Budget CBK Rotterdam
€ 10000,00

Year of award
2018

Request type
R&D subsidy

Chants in stadiums are a spatial phenomenon. The way in which one voice starts, what is taken over and goes through the space, is a spatial movement that Jan Adriaans would like to convert into a sound artwork that encloses the visitor. Working with sound is new to him, but the underlying social theme is in line with his earlier work on group formation and identity: “In my opinion, identities are artificial, posited from a compulsive Self, because the free individual does not really exist.” In art much attention is paid to identity, but with this work Adriaans would like to approach identity not purely from a culture point of view, but mainly from the behavioral mechanisms that can also be found in other animal species. The result of Swarming Chants, on group behaviour, was to be included by curator Kris Dittel in an exhibition in V2_ on post-humanist philosophy.

Adriaans began his artistry with photography, after studying in that direction at St. Joost and Post St. Joost. He exhibited at platforms such as Nest, TENT and foreign venues and festivals. Gradually he broadened his work with video, performative work and text. Through these avenues he reflects on human behavior – patterns of power, authority and cultural patterns such as sport within capitalist structures. In 2017 he obtained his master's degree at the Dutch Art Institute and further studies in post-humanism and artificial intelligence, an intelligence with which he also wanted to analyze the choirs in Swarming Chants. The R&D committee thought it was an interesting set-up, also because of the international collaborations it entails.

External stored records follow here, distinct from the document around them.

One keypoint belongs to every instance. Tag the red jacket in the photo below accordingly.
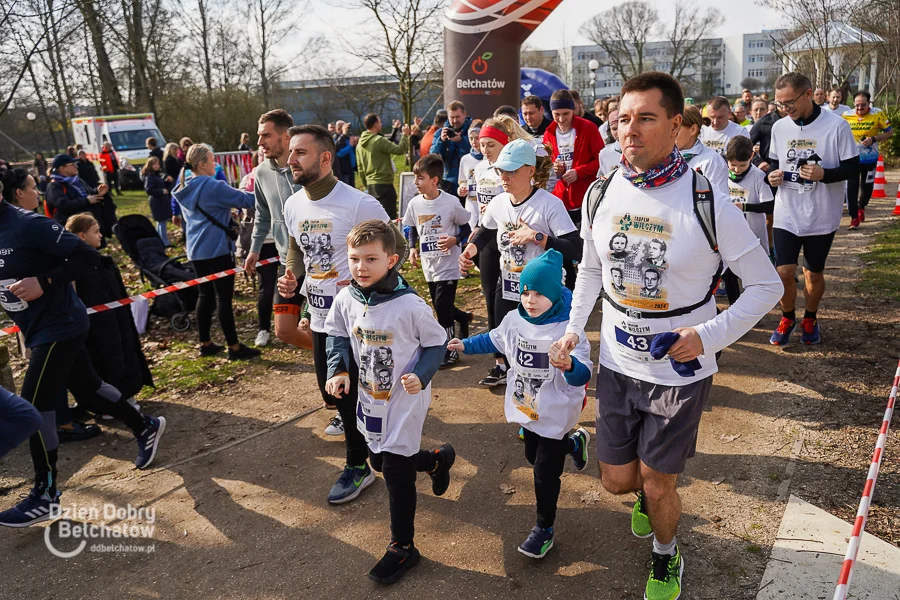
(585, 160)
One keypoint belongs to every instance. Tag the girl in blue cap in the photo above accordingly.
(545, 386)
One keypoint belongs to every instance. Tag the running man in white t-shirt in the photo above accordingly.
(749, 191)
(438, 222)
(812, 154)
(649, 409)
(318, 218)
(721, 128)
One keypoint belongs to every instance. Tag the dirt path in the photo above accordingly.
(250, 520)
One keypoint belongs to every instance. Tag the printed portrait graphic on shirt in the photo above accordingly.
(513, 257)
(376, 362)
(638, 252)
(318, 248)
(430, 230)
(525, 396)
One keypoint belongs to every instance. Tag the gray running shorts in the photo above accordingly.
(655, 423)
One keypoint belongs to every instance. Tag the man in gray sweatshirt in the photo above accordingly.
(274, 185)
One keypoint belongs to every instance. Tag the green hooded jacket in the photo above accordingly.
(373, 157)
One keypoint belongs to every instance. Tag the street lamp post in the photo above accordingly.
(593, 65)
(33, 118)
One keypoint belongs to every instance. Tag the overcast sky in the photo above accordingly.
(561, 27)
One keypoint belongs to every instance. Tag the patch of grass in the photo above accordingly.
(879, 276)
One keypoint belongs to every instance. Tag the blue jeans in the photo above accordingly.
(18, 421)
(161, 230)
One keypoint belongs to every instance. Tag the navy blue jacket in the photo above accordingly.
(451, 152)
(32, 245)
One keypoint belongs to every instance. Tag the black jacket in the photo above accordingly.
(63, 201)
(160, 200)
(538, 131)
(113, 341)
(172, 167)
(761, 134)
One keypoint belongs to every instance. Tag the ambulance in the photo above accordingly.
(128, 135)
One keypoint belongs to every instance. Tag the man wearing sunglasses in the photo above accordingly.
(812, 154)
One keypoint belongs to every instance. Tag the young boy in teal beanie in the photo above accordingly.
(544, 388)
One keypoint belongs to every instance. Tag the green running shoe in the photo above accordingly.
(640, 522)
(664, 582)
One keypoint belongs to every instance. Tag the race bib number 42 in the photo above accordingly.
(533, 358)
(9, 301)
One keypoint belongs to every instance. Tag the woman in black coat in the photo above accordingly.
(113, 341)
(158, 193)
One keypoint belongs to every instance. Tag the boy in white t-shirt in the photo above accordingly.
(467, 180)
(436, 220)
(545, 387)
(749, 191)
(379, 323)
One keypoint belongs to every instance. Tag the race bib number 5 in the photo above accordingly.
(510, 286)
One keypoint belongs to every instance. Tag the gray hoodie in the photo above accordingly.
(273, 187)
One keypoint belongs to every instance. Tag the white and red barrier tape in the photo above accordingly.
(862, 515)
(179, 285)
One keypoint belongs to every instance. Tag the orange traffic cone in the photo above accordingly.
(880, 181)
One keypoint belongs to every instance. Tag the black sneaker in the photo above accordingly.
(451, 357)
(395, 562)
(77, 432)
(211, 350)
(243, 353)
(464, 325)
(497, 376)
(440, 479)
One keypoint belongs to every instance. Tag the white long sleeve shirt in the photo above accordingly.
(647, 250)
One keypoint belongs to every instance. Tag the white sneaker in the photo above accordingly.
(335, 426)
(262, 338)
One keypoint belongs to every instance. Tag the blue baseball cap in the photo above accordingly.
(515, 154)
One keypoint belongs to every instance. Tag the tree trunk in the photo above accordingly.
(110, 95)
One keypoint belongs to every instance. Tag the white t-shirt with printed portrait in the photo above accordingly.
(543, 212)
(320, 228)
(538, 397)
(753, 189)
(655, 257)
(387, 341)
(718, 140)
(810, 208)
(487, 185)
(433, 219)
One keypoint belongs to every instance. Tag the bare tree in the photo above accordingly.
(819, 22)
(271, 22)
(623, 33)
(110, 96)
(407, 46)
(687, 36)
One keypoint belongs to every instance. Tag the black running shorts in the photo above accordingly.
(815, 249)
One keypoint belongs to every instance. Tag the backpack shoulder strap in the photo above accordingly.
(596, 193)
(705, 209)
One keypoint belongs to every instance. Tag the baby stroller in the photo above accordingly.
(140, 240)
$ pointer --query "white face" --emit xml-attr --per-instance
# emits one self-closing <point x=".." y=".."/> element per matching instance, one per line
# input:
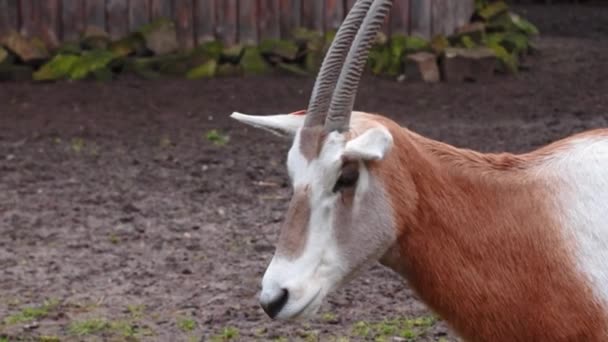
<point x="339" y="220"/>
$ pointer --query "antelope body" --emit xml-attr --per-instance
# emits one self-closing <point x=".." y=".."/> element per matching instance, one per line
<point x="504" y="247"/>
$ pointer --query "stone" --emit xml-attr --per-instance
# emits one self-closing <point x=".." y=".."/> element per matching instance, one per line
<point x="426" y="67"/>
<point x="28" y="50"/>
<point x="228" y="70"/>
<point x="493" y="9"/>
<point x="133" y="44"/>
<point x="284" y="50"/>
<point x="57" y="68"/>
<point x="160" y="37"/>
<point x="475" y="64"/>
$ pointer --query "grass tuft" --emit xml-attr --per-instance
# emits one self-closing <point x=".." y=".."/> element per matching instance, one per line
<point x="32" y="313"/>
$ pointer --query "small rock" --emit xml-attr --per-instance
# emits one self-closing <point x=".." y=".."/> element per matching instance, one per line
<point x="228" y="69"/>
<point x="469" y="28"/>
<point x="468" y="64"/>
<point x="426" y="64"/>
<point x="29" y="50"/>
<point x="31" y="326"/>
<point x="284" y="50"/>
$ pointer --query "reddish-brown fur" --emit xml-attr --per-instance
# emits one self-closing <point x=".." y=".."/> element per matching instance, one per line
<point x="479" y="244"/>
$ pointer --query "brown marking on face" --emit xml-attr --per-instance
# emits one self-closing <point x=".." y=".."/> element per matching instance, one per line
<point x="311" y="141"/>
<point x="294" y="231"/>
<point x="483" y="250"/>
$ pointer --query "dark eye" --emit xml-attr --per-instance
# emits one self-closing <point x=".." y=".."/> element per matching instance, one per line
<point x="348" y="176"/>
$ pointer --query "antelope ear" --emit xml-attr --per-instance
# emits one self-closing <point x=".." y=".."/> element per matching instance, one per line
<point x="374" y="144"/>
<point x="280" y="124"/>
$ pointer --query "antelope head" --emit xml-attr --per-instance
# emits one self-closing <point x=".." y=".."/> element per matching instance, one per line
<point x="339" y="219"/>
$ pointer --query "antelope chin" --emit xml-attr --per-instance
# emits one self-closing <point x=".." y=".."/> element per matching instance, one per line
<point x="304" y="309"/>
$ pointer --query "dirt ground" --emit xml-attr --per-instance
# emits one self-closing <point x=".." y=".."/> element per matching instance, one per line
<point x="119" y="211"/>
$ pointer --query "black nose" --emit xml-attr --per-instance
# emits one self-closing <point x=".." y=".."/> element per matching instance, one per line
<point x="273" y="306"/>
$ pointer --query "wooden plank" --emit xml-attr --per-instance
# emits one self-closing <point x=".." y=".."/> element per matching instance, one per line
<point x="8" y="16"/>
<point x="400" y="17"/>
<point x="204" y="20"/>
<point x="465" y="11"/>
<point x="96" y="13"/>
<point x="184" y="20"/>
<point x="438" y="17"/>
<point x="420" y="18"/>
<point x="72" y="19"/>
<point x="318" y="20"/>
<point x="269" y="19"/>
<point x="139" y="14"/>
<point x="350" y="4"/>
<point x="306" y="17"/>
<point x="290" y="16"/>
<point x="334" y="14"/>
<point x="118" y="18"/>
<point x="226" y="20"/>
<point x="49" y="22"/>
<point x="248" y="17"/>
<point x="30" y="17"/>
<point x="162" y="9"/>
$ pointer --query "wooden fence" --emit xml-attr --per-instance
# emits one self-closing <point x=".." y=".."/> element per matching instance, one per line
<point x="231" y="21"/>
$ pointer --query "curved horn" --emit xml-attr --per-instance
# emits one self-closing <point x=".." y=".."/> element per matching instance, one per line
<point x="332" y="64"/>
<point x="343" y="99"/>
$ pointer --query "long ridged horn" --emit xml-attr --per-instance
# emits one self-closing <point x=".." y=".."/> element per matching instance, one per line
<point x="332" y="64"/>
<point x="338" y="117"/>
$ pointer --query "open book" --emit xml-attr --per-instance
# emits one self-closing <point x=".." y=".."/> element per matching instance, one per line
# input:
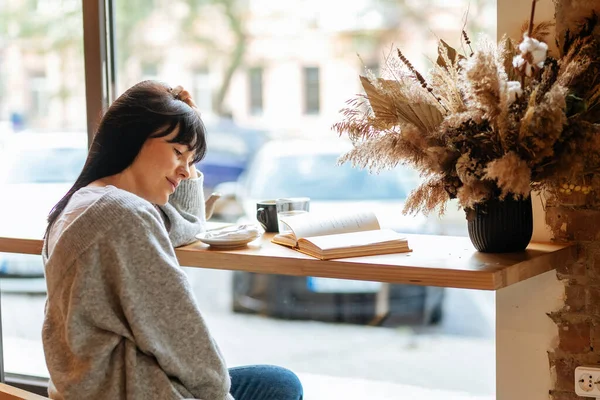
<point x="340" y="236"/>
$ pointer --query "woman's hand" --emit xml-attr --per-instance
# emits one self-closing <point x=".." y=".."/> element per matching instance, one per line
<point x="193" y="172"/>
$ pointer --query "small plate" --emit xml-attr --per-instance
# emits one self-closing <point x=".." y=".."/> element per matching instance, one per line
<point x="250" y="233"/>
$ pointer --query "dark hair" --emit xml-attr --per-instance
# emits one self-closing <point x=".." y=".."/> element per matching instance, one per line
<point x="147" y="110"/>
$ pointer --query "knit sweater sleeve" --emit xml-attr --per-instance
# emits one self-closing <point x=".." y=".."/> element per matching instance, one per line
<point x="184" y="213"/>
<point x="160" y="308"/>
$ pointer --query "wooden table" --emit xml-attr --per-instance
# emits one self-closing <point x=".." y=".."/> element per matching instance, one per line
<point x="525" y="284"/>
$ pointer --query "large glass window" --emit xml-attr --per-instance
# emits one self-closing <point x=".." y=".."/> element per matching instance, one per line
<point x="269" y="135"/>
<point x="271" y="77"/>
<point x="43" y="145"/>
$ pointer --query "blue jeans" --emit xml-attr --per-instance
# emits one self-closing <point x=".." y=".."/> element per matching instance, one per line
<point x="264" y="382"/>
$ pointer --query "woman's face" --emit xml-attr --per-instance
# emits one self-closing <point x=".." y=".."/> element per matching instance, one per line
<point x="159" y="167"/>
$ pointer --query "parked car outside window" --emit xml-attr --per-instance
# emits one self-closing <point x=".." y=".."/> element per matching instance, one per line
<point x="36" y="170"/>
<point x="290" y="168"/>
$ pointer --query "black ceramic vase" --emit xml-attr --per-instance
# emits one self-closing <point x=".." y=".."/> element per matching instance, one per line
<point x="501" y="226"/>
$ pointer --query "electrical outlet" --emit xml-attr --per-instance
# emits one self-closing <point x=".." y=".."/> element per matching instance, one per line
<point x="587" y="382"/>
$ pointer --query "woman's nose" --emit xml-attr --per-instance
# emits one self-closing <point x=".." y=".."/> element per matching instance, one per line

Adriaans thus started a process to make recordings - technically more complex than planned - at football matches in Poland, Rotterdam and France. Thanks in part to instructive collaborations, it has been technically accomplished. He translated the recordings into an audiovisual work, which was shown at TENT and V2_ during the Post Opera exhibition. In addition, it developed some offshoots: for example, he designed performances that became part of the work. “It is a work on which I can still reflect a lot, and which will generate new ideas for work.”